Kaiser’s grandmother Kim Carlile thinks about all the times Kaiser would sit on her lap.
“We’d be on my chair, and he would tell me over and over ‘I love you, Nana, I love you.’ Those were his words.”
Allan Carlile, Kaiser’s grandfather, talked about the times they went fishing together, to which Kaiser’s 7-year-old sister, Keirsie, said: “He always thought he had a fish on his pole.”
Turns out, though, that more often than not, it was just the worm.
It’s impossible to come to grips with how this sweet boy’s life could end so tragically.
He was beloved by the Liberal players. It was a bond that formed quickly, because the team didn’t come together until early June. But it was unbreakable.
Liberal players spoke of their love for Kaiser during an emotional news conference Monday.
And for Kaiser’s family, the love flows both ways.
“The main thing I want to say is that the support and love the Bee Jays have showed my son during this whole year – it’s tremendous,” Chad Carlile said. “A lot of people can take it for granted that they have a bat boy and just send him to get the bat and that’s it. But it was so much more than that.
“They showed him how to be a good sport, how to be competitive. They were his friends, his brothers, and he was a part of the family.
“He was a Bee Jay. I’ve never actually thought about it that way, but he was. He was a Bee Jay.”
Kaiser ate up the attention he received at Liberal’s home games this season. He was enthusiastic and eager, and it probably didn’t hurt that he was the cutest kid you’d ever want to see.
And tiny for a 9-year-old – stature he got from his father.
Kaiser took a couple of road trips with the Bee Jays, which meant getting to ride on the team bus.
“We always followed behind in our car,” Allan Carlile said. “And when we’d ask him how it went on the bus, he would say, ‘What goes on on that bus stays on the bus.’ He’d never tell us.”
The family trusted that there was nothing bad. They rave about the character of the Liberal players.
“I’m trying to move forward because of this team,” Chad Carlile said. “I can’t stress enough how much the guys on this team mean to us. This Bee Jay team is above and beyond anything I could imagine. It’s not just a baseball team, it’s a family with a bunch of different last names.

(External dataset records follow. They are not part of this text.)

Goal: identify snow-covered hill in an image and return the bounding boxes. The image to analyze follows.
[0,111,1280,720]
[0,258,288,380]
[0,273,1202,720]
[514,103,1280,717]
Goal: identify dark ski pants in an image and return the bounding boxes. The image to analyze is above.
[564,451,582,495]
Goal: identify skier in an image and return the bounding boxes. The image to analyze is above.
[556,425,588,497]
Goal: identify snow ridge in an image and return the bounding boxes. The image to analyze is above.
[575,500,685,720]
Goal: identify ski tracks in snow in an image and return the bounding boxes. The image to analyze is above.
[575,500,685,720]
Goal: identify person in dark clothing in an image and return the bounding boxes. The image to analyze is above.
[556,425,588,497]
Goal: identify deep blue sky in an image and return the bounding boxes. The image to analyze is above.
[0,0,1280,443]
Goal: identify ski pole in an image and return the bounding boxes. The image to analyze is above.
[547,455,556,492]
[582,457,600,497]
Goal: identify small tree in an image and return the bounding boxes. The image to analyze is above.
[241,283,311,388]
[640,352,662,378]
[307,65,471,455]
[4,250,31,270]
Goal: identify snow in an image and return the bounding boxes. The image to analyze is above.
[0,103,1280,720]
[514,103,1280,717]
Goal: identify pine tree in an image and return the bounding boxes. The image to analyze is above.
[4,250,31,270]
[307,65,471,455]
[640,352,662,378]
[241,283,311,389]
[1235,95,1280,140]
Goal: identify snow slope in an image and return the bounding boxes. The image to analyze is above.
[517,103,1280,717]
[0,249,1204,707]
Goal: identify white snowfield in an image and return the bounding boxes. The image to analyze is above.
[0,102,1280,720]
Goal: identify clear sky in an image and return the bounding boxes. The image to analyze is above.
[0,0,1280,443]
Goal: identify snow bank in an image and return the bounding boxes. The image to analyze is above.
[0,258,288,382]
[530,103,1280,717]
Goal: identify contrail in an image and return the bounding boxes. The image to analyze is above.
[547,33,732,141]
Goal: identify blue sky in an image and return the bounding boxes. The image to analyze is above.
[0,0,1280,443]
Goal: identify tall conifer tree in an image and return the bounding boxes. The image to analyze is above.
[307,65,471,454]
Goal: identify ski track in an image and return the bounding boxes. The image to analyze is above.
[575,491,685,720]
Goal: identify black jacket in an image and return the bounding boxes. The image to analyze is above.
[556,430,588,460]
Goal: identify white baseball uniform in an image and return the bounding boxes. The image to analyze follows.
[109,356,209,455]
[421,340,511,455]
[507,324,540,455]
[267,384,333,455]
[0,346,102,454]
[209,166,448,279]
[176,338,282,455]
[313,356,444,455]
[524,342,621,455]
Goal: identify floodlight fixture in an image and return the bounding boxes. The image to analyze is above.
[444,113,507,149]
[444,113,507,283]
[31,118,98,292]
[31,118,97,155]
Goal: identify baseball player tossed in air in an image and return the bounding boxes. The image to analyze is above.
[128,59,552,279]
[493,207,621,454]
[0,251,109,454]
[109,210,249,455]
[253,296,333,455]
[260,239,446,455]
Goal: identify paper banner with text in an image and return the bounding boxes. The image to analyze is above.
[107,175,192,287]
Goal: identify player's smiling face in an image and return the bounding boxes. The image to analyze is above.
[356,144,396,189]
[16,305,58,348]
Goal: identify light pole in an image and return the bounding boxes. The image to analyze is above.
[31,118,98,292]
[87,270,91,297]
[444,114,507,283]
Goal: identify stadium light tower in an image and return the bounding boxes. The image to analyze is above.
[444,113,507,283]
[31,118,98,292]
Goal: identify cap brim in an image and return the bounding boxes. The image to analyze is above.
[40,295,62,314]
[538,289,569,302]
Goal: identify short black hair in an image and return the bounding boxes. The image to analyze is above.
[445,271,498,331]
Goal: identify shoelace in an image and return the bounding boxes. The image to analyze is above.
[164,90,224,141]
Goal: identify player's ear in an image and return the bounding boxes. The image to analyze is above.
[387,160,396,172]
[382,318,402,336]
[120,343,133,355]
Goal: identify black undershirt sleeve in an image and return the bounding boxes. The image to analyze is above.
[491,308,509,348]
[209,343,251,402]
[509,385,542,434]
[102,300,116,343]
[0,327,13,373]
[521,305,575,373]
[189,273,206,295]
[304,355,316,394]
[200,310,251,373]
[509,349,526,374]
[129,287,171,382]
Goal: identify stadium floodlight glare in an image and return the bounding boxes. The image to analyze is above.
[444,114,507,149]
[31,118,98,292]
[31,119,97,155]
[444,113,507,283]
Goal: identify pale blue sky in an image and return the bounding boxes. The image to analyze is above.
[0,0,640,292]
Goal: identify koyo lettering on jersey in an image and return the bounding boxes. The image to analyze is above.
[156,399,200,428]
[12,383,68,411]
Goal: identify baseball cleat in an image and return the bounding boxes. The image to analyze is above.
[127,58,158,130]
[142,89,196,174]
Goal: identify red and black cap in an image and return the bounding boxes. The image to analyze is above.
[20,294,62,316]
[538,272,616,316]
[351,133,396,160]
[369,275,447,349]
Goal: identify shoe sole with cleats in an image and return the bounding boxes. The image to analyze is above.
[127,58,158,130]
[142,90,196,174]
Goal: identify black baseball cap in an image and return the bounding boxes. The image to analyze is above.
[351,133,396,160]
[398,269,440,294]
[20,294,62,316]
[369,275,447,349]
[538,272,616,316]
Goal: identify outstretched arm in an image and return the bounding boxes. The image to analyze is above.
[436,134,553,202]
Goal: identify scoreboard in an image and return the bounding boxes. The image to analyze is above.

“They treated my son like he was their own. Every single player.
“So how do I move on? I look at every single one of those guys in their eyes and see the love they have for my son. It comes from their hearts, and I know that.”
Comfort is fleeting for the family. They are confused by the randomness of this, unsure how it could happen to such an innocent kid and concerned for the Liberal player whose bat inadvertently struck Kaiser.
“I’m not going to speak a lot on that,” Chad Carlile said. “But I do want to say there is no heartache against that player. There is nothing but love, and there always will be. I will never, ever look down on that young man.”
Kaiser’s grandparents expressed the same sentiments. They are concerned about the well-being of the player and his family and want him to understand that what happened was a terrible accident, with no blame.
“It was just a wrong-place, wrong-time accident,” Kim Carlile said. “All summer long, Kaiser had picked up those bats and returned to the dugout.”
The Bee Jays return to action in the NBC World Series on Tuesday night against the Seattle Studs. The Carlile family believes the team is gaining strength and focus from their son and grandson.
“We’re here now for this team,” Chad Carlile said. “It’s hard for me – I could easily crawl up in a corner and shadow myself. But there is no way my son would want that.
“Being that he can’t be here, we’ve decided that we’re going to step up and be here for this team. That’s what we want to do.”